Subsequently, the microspherical particle dispersion is filtered to separate and dry the microspheres.

The drying method is not particularly limited as far as the moisture can be dried to about 8 to 15% by weight, and conventionally known methods can be employed.

For example, in the case of industrially mass production, a rotary dryer (rotary kiln) can be suitably employed.

Hydrocarbon catalytic cracking catalyst thus obtained is a faujasite-type content of the zeolite (C _Z) is in the range of 10 to 50% by weight as solid content, phosphorus content (C _P) 0.1 ~ 10 parts by weight as the P ₂ O ₅ %, And the magnesium content (C _M ) is in the range of 0.05 to 3 wt% as MgO.

When the catalyst for hydrocarbon catalytic cracking is a fluid catalytic cracking catalyst, the average particle diameter is in the range of 40 to 80 占 퐉. The preparation of such a particle diameter may be carried out by adjusting the average particle diameter at the time of preparation of fine particles in the step (a) to a predetermined range. For example, the particle diameter can be adjusted by appropriately adjusting the viscosity of the dispersion, the nozzle system,

Example

EXAMPLES The present invention will be described below with reference to Examples, but the present invention is not limited to these Examples.

[Example 1]

Faujasite type  Preparation of zeolite (1)

1 kg of NaY zeolite (SiO ₂ / Al ₂ O ₃ molar ratio = 5.2, lattice constant = 24.66 Å, manufactured by JGC Catalysts and Chemicals Co., Ltd.) was dispersed in 10 kg of pure water, and the temperature was raised to 60 ° C to prepare NaY zeolite 2 molar equivalent of ammonium sulfate was added and ion exchange was performed for 1 hour. Subsequently, the precipitate was filtered, sufficiently washed with hot water, and dried at 130 DEG C for 10 hours to prepare ammonium ion-exchanged zeolite powder (1). At this time, the NH ₄ ion exchange ratio was 65% and the Na ion residual ratio was 35%. (This is represented by NH _{4 (65)} Na ₍₃₅₎ Y)

Subsequently, the ammonium ion-exchanged zeolite powder was calcined at 500 DEG C for 4 hours to obtain an H ₍₆₅₎ Na ₍₃₅₎ Y powder, which was again dispersed in 5 kg of an aqueous ammonium sulfate solution having a concentration of 40% by weight and heated to 60 DEG C The pH was adjusted to 4.5 and ion-exchanged for 8 hours. Subsequently, the mixture was sufficiently washed with hot water and dried at 150 DEG C for 10 hours to prepare an ammonium ion-exchanged zeolite powder (2). At this time, the NH ₄ ion exchange ratio was 90% and the Na ion residual ratio was 10%. (This is represented by NH _{4 (90)} Na ₍₁₀₎ Y)

Subsequently, the ammonium ion-exchanged zeolite powder (2) was charged into a container made of stainless steel and heat-treated in a rotary steamer at 700 ° C for 1 hour in a saturated steam atmosphere to prepare a paujasite type zeolite (1) .

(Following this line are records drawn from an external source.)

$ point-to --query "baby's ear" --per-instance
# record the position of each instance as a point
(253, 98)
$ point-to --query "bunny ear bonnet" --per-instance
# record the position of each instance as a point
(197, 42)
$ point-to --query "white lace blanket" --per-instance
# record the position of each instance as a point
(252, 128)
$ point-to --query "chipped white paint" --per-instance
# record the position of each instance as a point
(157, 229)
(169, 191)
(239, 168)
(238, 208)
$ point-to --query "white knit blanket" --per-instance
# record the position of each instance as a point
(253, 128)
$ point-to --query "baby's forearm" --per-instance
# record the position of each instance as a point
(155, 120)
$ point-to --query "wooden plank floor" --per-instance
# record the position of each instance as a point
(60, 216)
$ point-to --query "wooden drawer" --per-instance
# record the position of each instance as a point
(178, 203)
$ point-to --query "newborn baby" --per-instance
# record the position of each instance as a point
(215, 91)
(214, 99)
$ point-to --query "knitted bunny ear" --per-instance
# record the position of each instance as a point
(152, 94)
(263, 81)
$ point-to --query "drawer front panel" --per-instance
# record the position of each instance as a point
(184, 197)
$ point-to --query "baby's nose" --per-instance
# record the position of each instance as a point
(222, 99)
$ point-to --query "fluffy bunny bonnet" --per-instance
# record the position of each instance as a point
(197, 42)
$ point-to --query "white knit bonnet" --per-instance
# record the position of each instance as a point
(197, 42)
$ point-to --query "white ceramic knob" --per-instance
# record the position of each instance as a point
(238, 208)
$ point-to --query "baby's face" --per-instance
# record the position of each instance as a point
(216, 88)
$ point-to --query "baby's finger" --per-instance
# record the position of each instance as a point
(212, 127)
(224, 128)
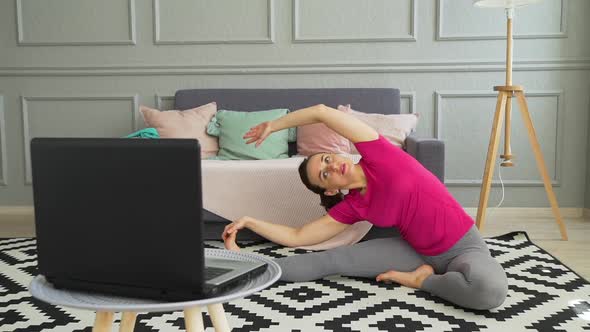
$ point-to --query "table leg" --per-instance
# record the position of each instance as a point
(218, 318)
(193, 319)
(103, 322)
(127, 322)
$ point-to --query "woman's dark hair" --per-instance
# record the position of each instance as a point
(325, 200)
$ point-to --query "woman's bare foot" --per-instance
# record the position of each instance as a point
(412, 279)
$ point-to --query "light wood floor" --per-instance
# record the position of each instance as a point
(543, 231)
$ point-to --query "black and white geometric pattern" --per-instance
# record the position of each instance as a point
(544, 295)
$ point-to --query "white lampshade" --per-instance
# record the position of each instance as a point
(503, 3)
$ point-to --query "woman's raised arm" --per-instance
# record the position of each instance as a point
(344, 124)
(314, 232)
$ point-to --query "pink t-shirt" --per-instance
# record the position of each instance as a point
(402, 193)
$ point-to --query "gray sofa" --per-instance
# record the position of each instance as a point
(429, 152)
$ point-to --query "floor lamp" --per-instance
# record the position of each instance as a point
(503, 110)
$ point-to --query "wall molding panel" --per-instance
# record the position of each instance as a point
(161, 99)
(268, 39)
(411, 97)
(128, 40)
(559, 137)
(441, 35)
(26, 126)
(299, 38)
(3, 154)
(318, 68)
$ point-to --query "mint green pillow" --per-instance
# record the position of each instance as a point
(231, 126)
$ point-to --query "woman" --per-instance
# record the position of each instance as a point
(440, 249)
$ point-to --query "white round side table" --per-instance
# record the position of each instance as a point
(106, 305)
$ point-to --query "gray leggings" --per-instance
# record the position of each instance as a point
(466, 274)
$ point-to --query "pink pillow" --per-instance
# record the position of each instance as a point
(184, 124)
(394, 127)
(318, 137)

The SiO ₂ / Al ₂ O ₃ molar ratio, the Na ₂ O content, the lattice constant, and the specific surface area of the obtained faujasite type zeolite (1) were measured and the results are shown in the table.

Preparation of hydrocarbon catalytic cracking catalyst (1)

A commercially available No. 3 water glass and sulfuric acid were rapidly mixed with stirring to prepare silica hydrosol having a SiO ₂ concentration of 12.5 wt%. To 4,000 g of this silica hydrosol, 1,125 g of kaolin (dry basis) and 125 g of dry alumina (dry basis) , And 750 g of faujasite-type zeolite (1) (dry basis) were added to prepare a mixed slurry (1) having a solid content concentration of 30%.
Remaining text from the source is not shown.